You know the unfortunate reality is that books take time and serious books require a lot of thought and time as well and I’m not sure that there is any easy solution to that dilemma. I do think one of the fundamental problems with America is that our educational system is broken, which is to say that we have people who are essentially functionally illiterate, and people who are scientifically illiterate. I mean functionally illiterate in the sense of not really understanding how to read a work of literature, or what literature is about, people who don’t want to read literature and who have very little exposure to literature.
It’s a larger question of the whole approach to education. I don’t think there’s an easy way. A large part is that literary fiction has a very select audience, which is unfortunate. I mean there are books that break beyond that audience, and you try to do what you can to make people interested but it’s not always possible to do that. I think sometimes too people are just not aware of what’s out there. I think that’s part of it. And I think the reality is that some people don’t have the time to read either; they’re too hard working, taking care of kids and that kind of thing.
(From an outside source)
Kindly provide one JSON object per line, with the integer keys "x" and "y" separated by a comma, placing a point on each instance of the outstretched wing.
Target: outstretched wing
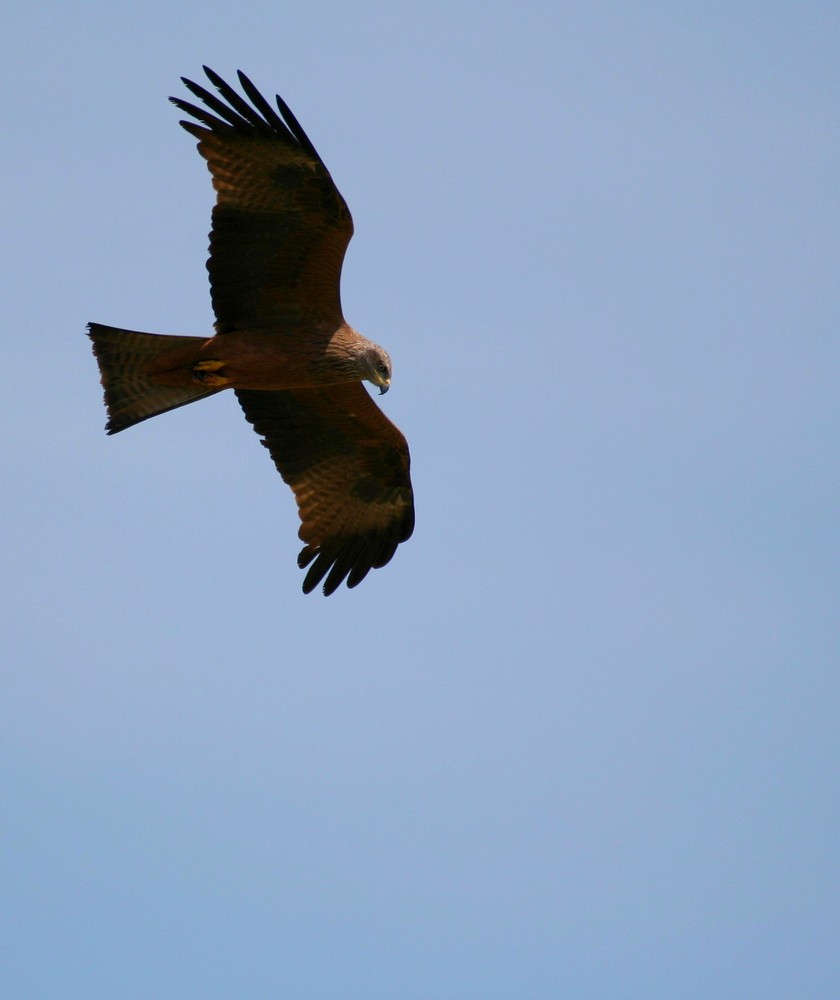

You mentioned once in an interview that writing was about ‘putting the dirty stuff in people’s faces’ – what does that mean in writing terms to you?
I’m not a big buyer into the gritty reality or whatever you call that kind of thing, I’m not a social realist or any of that kind of stuff. I just believe that a writer should be open to writing about any subject he or she chooses, if it’s something interesting and worthy of reading.
In America sometimes we have this mythology about ourselves that doesn’t go challenged or it goes unchallenged. Take Donald Trump; there have been so many people that have apologised for his behaviour and tried to write it off because of one thing or another, when there’s still a certain kind of blatant nativism and misogyny and racism. That is all part of the American reality so you can’t just write those things off. I think it’s important, for any writer, to write about things that are often overlooked.
*Interview by Katinka Smit (c) 2016.